Da nuvem de luz que os envolve, ouvem-se palavras cheias de significado: «Este é o meu Filho muito amado, no qual pus toda a minha complacência. Escutai-O» (v. 5). A expressão “meu Filho, muito amado” é um eco daquela com que Deus se dirige a Abraão para lhe pedir que sacrifique o seu filho Isaac: «Toma o teu filho, o teu único filho, a quem tanto amas» (Gn 22, 2). Deste modo, estabelece-se um paralelo entre a cena dramática do Génesis, em que Abraão se dispõe a sacrificar Isaac, que o acompanha sem resistência, e o drama que se consumará no Calvário, onde Deus Pai oferece o seu Filho em sacrifício, voluntariamente assumido para a redenção do género humano. De facto, na cena da Transfiguração, a Igreja viu uma preparação dos apóstolos para suportar o escândalo da Cruz. Por seu lado, o aditamento «escutai-O» tem claros ecos das palavras do Senhor a Moisés no Deuteronómio: «O Senhor teu Deus fará surgir no meio de ti, de entre os teus irmãos, um profeta como eu; a ele deveis escutar» (Dt 18, 15). Aquele que é o Filho que o seu pai Deus entrega à morte, Jesus, é, ao mesmo tempo, o profeta como Moisés que devemos escutar.

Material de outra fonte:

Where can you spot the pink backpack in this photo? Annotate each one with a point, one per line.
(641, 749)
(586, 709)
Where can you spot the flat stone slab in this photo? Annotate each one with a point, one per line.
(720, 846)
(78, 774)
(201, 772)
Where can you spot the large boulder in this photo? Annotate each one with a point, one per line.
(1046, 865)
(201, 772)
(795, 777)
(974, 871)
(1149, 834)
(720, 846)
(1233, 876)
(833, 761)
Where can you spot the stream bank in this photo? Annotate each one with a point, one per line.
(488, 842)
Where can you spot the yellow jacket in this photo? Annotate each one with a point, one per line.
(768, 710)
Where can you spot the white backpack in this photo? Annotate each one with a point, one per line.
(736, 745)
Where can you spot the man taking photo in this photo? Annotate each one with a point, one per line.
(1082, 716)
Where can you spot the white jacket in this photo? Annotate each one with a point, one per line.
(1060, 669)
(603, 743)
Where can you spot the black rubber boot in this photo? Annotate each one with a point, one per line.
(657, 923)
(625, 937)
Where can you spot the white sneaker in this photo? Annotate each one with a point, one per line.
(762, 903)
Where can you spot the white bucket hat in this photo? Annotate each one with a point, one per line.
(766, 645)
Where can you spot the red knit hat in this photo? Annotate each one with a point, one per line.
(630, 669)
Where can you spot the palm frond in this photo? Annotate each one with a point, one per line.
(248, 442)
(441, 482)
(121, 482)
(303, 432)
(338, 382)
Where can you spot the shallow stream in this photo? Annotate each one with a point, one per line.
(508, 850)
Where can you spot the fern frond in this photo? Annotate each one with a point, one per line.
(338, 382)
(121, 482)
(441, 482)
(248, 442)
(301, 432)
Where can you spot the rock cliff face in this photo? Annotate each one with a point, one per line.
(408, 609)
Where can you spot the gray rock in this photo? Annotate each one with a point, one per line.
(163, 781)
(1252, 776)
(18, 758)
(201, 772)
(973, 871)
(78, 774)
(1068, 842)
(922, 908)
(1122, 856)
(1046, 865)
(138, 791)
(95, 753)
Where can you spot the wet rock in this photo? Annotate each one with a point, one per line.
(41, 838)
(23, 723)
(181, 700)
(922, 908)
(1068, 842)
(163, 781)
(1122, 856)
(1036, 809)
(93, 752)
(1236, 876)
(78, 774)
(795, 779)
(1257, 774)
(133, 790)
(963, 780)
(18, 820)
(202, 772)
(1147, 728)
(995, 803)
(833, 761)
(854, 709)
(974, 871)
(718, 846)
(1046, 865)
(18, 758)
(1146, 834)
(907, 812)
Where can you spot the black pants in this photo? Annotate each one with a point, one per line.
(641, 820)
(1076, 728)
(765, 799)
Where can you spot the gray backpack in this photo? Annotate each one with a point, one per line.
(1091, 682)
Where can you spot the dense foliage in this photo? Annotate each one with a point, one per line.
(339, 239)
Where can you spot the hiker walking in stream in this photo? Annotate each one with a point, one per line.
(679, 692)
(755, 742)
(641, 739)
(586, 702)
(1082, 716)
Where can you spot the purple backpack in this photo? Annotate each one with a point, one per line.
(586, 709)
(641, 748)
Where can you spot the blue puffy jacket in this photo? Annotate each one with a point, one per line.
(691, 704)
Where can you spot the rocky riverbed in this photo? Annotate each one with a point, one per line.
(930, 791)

«Deste episódio da Transfiguração gostaria de indicar dois elementos significativos – dizia o Papa Francisco –, que sintetizo em duas palavras: subida e descida. Precisamos de ir para um lugar apartado, de subir ao monte num espaço de silêncio, para nos reencontrarmos a nós mesmos e ouvir melhor a voz do Senhor. Fazemos isto na oração. Mas não podemos permanecer ali! O encontro com Deus na oração estimula-nos de novo a "descer do monte" e voltar para baixo, para a planície, onde encontramos tantos irmãos sobrecarregados por canseiras, doenças, injustiças, ignorâncias, pobreza material e espiritual. A estes nossos irmãos que estão em dificuldade, estamos chamados a levar os frutos da experiência que fizemos com Deus, partilhando a graça recebida»[2].